In 2013, the Mikhail Lifshitz’s Sky&Soul: The World to Open photo exhibition was taken place. In spring of 2018, his personal GeoGrafika exhibition was taken place at the Lumiere Brothers Center for Photography.

=== Sport ===
In 1979, Mikhail Lifshitz completed his first solo flight in the airframe of BRO-11M. As for 2021, he piloted the Yak-18T sportplane, Cessna 172, Aero L-39 Albatros combat trainer, Let L-410 Turbolet two-engine passenger aircraft, and Robinson 44 helicopter. He owns the Yak-18T.

He is a master of sport in rally flying. From 1997 to 2003, he is a member of the Russian national air sport team.

He is one of founders of the KVS aero club.

In 1999, he took part in the 11th FAI World Rally Flying Championship.
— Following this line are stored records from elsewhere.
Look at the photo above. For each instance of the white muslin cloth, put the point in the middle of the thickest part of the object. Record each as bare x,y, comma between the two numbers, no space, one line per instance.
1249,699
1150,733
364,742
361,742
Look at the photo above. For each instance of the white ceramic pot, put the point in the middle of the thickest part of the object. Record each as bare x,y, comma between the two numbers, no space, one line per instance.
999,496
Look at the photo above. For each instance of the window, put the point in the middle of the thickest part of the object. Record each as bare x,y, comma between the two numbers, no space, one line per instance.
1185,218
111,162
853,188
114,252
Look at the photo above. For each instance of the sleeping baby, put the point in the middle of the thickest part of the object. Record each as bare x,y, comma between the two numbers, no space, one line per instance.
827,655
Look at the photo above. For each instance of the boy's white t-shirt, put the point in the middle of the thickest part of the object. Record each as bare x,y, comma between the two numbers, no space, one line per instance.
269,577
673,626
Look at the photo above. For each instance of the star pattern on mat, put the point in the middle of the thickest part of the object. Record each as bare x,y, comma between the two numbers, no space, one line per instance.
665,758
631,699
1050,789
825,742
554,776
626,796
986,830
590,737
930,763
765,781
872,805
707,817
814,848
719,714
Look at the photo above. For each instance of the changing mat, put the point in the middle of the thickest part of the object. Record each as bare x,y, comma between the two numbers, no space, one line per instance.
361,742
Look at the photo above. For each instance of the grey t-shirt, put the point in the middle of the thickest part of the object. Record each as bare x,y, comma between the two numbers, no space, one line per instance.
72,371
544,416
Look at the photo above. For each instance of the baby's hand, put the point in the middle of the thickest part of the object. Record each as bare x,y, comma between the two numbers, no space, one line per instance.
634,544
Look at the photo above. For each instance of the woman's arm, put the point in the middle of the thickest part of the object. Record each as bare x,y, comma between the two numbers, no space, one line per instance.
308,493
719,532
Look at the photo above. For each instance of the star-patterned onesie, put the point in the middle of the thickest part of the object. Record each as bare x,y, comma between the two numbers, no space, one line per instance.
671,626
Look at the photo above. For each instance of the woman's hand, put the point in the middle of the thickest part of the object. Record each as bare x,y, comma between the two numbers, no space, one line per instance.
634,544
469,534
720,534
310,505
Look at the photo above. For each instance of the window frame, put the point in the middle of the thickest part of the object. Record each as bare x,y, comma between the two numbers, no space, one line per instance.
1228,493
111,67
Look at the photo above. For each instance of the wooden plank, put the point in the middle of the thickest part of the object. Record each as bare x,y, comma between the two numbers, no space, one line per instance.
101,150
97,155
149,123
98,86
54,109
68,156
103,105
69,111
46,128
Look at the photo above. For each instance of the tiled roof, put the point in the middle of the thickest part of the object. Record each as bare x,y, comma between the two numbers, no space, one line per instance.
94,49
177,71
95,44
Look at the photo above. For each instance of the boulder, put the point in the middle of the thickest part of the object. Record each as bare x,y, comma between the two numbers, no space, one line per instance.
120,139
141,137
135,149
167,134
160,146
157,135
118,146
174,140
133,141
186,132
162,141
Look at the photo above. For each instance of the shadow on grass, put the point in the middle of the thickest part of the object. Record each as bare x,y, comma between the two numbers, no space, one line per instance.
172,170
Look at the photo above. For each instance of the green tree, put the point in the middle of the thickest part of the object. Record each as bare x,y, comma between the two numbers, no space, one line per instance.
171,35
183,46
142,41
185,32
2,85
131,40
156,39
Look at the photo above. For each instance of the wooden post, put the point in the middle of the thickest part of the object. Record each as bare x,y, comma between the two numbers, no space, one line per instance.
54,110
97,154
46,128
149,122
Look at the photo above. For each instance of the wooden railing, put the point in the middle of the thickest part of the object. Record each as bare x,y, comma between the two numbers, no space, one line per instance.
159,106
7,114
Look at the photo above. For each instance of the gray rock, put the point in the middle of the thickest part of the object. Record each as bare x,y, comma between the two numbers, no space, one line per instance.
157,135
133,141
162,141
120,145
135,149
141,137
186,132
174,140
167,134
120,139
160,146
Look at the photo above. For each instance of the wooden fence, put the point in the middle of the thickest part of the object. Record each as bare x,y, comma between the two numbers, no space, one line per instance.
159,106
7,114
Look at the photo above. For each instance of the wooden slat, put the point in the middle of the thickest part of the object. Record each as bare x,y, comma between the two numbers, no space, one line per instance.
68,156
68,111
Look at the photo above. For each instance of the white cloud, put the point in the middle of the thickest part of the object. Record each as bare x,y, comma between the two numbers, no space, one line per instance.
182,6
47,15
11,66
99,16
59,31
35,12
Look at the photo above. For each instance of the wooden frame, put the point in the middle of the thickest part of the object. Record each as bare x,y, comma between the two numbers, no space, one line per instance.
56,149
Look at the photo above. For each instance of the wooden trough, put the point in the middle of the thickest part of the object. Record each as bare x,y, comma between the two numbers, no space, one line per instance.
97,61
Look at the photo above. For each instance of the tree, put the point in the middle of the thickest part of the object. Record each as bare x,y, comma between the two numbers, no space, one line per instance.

Lifshitz came 19th in the overall ranking together with his navigator Dmitry Sukharev.

In 2002, he was awarded by the FAI gold medal “The FAI Air Sport Medal”.

In 2003, he took part in the 13th FAI World Rally Flying Championship where he together with Dmitriy Sukharev come third in the second navigation competition and 16th in the overall ranking.

== Awards ==
- FAI gold medal “The FAI Air Sport Medal”. (Switzerland, 2002)
- Entrepreneur of the Year (Russia) according to Ernst & Young (2005 and 2009)
- Governor Award Medal of the Moscow region (Russia, 2007)
- Order of the Ukrainian Orthodox Church "Christmas of Christ" 2nd degree (Ukraine, 2010)
- Honorary Power Engineer (Mongolia, 2015)
- Honorary Mechanical Engineer (Russia, 2017).